Statisticians are sometimes interested in comparing two (or more) models, with respect to their relative support by a particular dataset. This may be in order to select the best model to use for inference, or to weight models so that they can be averaged for use in multimodel inference.

The Bayes factor is a good choice when comparing two arbitrary models, and the parameters of those models have been estimated. Bayes factors are simply ratios of *marginal* likelihoods for competing models:

$$ \text{BF}_{i,j} = \frac{L(Y \mid M_i)}{L(Y \mid M_j)} = \frac{\int L(Y \mid M_i,\theta_i)p(\mid \theta_i \mid M_i)d\theta}{\int L(Y \mid M_j,\theta_j)p(\theta_j \mid M_j)d\theta} $$

While passingly similar to likelihood ratios, Bayes factors are calculated using likelihoods that have been integrated with respect to the unknown parameters. In contrast, likelihood ratios are calculated based on the maximum likelihood values of the parameters. This is an important difference, which makes Bayes factors a more effective means of comparing models, since it takes into account parametric uncertainty; likelihood ratios ignore this uncertainty. In addition, unlike likelihood ratios, the two models need not be nested. In other words, one model does not have to be a special case of the other.

Bayes factors are called Bayes factors because they are used in a Bayesian context by updating prior odds with information from data.

Posterior odds = Bayes factor x Prior odds

Hence, they represent the evidence in the data for changing the prior odds of one model over another. It is this interpretation as a measure of evidence that makes the Bayes factor a compelling choice for model selection.

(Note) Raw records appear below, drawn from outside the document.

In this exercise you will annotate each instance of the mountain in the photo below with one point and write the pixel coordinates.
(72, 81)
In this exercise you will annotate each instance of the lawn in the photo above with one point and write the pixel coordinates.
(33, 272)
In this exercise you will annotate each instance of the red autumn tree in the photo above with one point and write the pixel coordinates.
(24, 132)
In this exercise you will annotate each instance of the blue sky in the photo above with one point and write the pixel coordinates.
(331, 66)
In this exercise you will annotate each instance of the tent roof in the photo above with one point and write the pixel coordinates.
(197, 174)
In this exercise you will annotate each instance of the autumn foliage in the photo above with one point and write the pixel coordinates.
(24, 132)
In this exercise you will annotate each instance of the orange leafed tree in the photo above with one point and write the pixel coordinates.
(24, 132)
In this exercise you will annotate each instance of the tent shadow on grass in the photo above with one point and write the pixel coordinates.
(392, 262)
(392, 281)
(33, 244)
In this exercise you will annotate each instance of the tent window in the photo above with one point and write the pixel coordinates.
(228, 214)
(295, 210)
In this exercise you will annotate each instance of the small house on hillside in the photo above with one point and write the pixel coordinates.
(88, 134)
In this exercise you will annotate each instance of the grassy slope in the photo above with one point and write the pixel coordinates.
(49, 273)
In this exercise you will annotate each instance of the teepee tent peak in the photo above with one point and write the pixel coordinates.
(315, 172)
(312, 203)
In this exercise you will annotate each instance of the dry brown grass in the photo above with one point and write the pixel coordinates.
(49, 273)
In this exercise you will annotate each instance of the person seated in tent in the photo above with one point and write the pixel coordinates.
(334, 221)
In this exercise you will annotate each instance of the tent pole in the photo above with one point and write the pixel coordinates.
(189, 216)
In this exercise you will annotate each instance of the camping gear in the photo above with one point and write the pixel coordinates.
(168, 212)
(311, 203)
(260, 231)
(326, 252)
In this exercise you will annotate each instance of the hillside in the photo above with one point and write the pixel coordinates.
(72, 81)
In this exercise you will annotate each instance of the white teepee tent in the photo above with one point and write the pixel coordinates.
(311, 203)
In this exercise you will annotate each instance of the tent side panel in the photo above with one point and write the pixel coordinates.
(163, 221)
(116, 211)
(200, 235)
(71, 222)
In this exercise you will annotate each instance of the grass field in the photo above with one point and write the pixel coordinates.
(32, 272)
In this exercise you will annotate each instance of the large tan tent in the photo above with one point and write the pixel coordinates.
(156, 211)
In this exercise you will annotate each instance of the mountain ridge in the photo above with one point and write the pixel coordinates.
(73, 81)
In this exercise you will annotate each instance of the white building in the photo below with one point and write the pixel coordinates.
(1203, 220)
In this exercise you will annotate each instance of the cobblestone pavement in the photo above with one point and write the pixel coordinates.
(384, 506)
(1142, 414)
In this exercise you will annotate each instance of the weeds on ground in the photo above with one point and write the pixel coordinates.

One of the obstacles to the wider use of Bayes factors is the difficulty associated with calculating them. While likelihood ratios can be obtained simply by the use of MLEs for all model parameters, Bayes factors require the integration over all unknown model parameters. Hence, for most interesting models Markov chain Monte Carlo (MCMC) is the easiest way to obtain Bayes factors.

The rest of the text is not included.